The stories that are of most interest to me are, admittedly, those about Facebook because that is the social site I use the most although I am starting to wonder about Twitter, honestly. One of the latest articles in the series talks about how some of the third-party applications you're using on the platform might be transmitting your digital “ID.” Since I don't use many of these applications (particularly one of the major offenders, Farmville) I know I have less to worry about than most. But I don't know what else I don't know, so it gives me pause every time I log on now.
Anyone whose children use MySpace should read the latest entry in the series, which discusses how the site might be sharing information with adverstisers.
My point in pointing to these articles is that I personally have been woefully uninformed and inquisitive about my own exposure. I can't even imagine what people with children are going through. One of my friends recently allowed his daughter to create a Facebook account. Let's just say that she is not of the “age” where should be doing so. I'm sorry, but what are you thinking?

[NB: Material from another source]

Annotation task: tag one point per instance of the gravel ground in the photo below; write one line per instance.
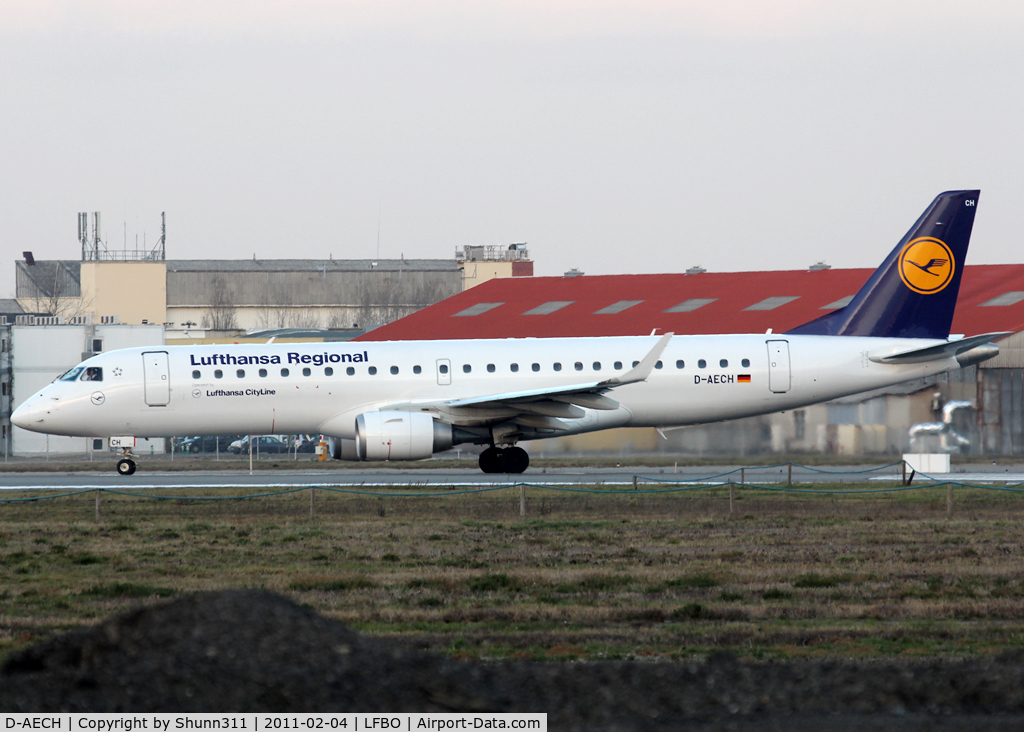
(254, 651)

I recently had a chance to see one of the rising stars of digital privacy, Danah Boyd of Microsoft, talk at a conference about emerging technologies in Boston. One of the things that Ms. Boyd is studying is the cycle between of how social behavior influences how technology is designed and, subsequently, how technology then changes social behavior. It's fascinating. “Having a sense of privacy is about controlling the social situation,” she says. “We speak privately in public all the time.”
I have to say that what Ms. Boyd is doing is very important work and the fact that she works for Microsoft is all the more intriguing.
Here in the United States, believe it or not, privacy isn't explicitly protected in the Constitution. The most well-known privacy law is probably the Health Insurance Portability and Accountability Act (HIPAA), which is the law that is supposed to protect the confidentiality and unauthorized disclosure of your medical records.
But privacy is one of those things that most socially ept people honor. It's time for the executives at some of these big social media and Web companies to start thinking more carefully about the norm for socially acceptable behavior, whether or not they agree with that norm. Yes, this debate is somewhat generational, but that really shouldn't matter. At the very least, the privacy policies of these companies should be very public. Then, at least, social media visitors and Web surfers can make informed decisions about where they will and will not visit.